According to Lyme disease statistics, about five percent of dogs will have some type of relapse–with later symptoms of Lyme disease in the form of heart or nerve damage–even after treatment.
Some of these dogs will experience chronic Lyme disease symptoms of lifelong joint pain from the damage caused by the bacteria. That’s why the sooner treatment is started, the better the dog’s chances of a complete recovery.

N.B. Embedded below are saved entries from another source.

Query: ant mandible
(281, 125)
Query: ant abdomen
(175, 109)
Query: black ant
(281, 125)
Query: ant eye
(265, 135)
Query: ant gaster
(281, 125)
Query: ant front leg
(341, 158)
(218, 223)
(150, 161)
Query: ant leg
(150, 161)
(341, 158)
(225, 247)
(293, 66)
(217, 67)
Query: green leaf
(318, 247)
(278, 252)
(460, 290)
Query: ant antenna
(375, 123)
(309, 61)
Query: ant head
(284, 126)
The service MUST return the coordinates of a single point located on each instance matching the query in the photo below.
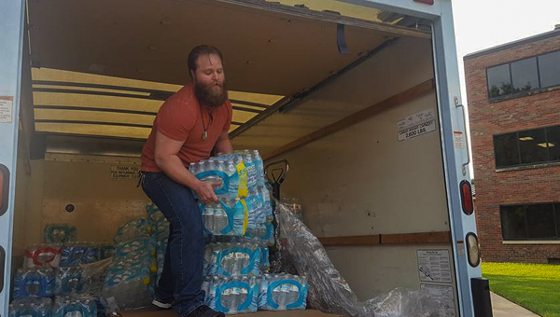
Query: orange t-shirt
(180, 119)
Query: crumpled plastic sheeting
(328, 290)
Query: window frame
(525, 214)
(521, 93)
(548, 161)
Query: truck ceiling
(103, 68)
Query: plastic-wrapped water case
(42, 255)
(106, 251)
(133, 229)
(75, 306)
(60, 233)
(282, 292)
(94, 274)
(34, 282)
(227, 217)
(31, 307)
(136, 246)
(72, 254)
(140, 259)
(232, 295)
(228, 170)
(229, 259)
(329, 292)
(68, 280)
(131, 288)
(264, 233)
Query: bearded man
(188, 126)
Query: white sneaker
(161, 305)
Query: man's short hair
(202, 50)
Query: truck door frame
(12, 24)
(452, 119)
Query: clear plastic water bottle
(227, 298)
(259, 168)
(221, 220)
(293, 291)
(208, 217)
(230, 167)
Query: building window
(549, 68)
(499, 81)
(524, 75)
(531, 222)
(529, 147)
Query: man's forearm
(174, 168)
(223, 146)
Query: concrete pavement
(504, 308)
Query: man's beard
(209, 96)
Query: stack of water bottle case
(239, 231)
(52, 281)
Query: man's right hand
(205, 191)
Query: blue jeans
(181, 280)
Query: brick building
(513, 94)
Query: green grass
(533, 286)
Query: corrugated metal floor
(171, 313)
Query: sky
(482, 24)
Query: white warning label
(458, 139)
(124, 172)
(443, 293)
(416, 125)
(434, 266)
(6, 109)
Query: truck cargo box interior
(346, 94)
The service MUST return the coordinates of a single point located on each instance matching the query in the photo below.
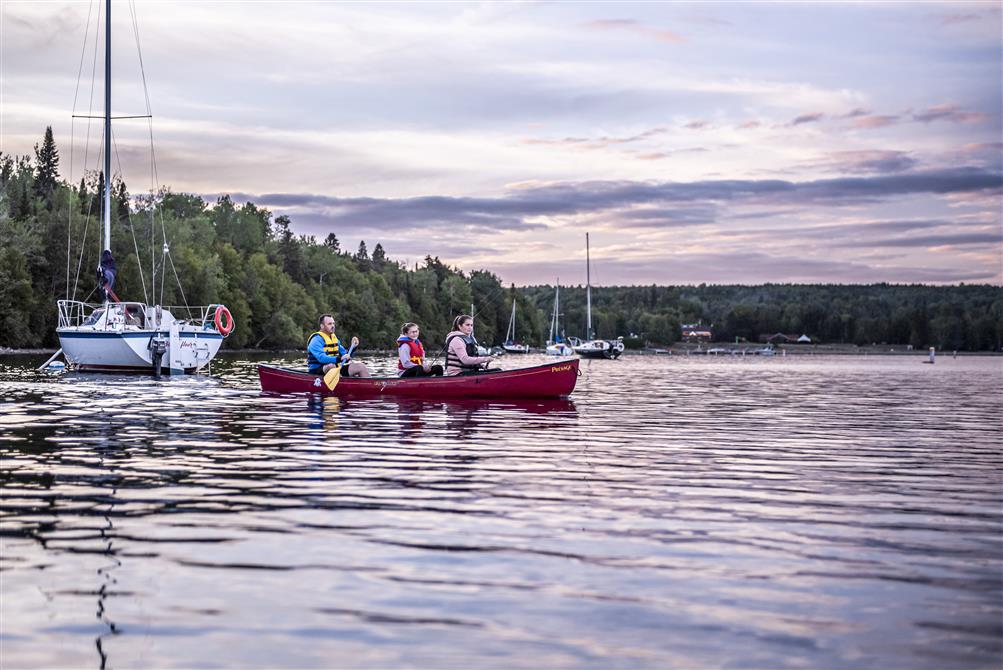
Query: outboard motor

How to Prevent Lyme Disease

Prevention is the key to keeping your dog healthy and free from this disease. Here are some ways to reduce the chance of ticks feasting on your dog:
• Use insecticides on the yard around your house
• Check your dog for ticks every time he comes back into the house
• Remove ticks carefully with tweezers, and apply an antiseptic to the spot where the tick was dining
• Discuss tick preventives and repellents with your veterinarian
• A monthly medication (applied between the shoulders) combined with a prescription-strength tick collar have
been shown to be quite successful when used together
• If you use a topical once-a-month tick product, always consult your veterinarian before applying any
additional repellent product
• Insect repellents designed to be applied to clothing should not be used on dogs
• If you own a kennel, check with your veterinarian about tick control measures specially designed for
kennels
Use of the current canine Lyme disease vaccine is still being debated. It’s not 100 percent effective, and it only prevents infection in dogs vaccinated before any exposure to Lyme organisms. That means it only helps puppies and dogs from non-Lyme areas traveling to Lyme areas. Annual boosters are needed to continue the vaccine-based immunity.
Opponents of the vaccine argue that Lyme disease is an infection for which over 90 percent of infected dogs will never even get sick anyway. And the 5 to 10 percent that do get sick can be easily treated with a safe, inexpensive course of antibiotics. This is an issue you may want to discuss with your vet.

Is Lyme Disease Contagious?

You can’t catch canine Lyme disease from your dog, but you could get the disease if your dog is harboring an infected tick and that tick bites you, too.
That’s why it’s really important to try to keep ticks off your dog and to check yourself for ticks frequently.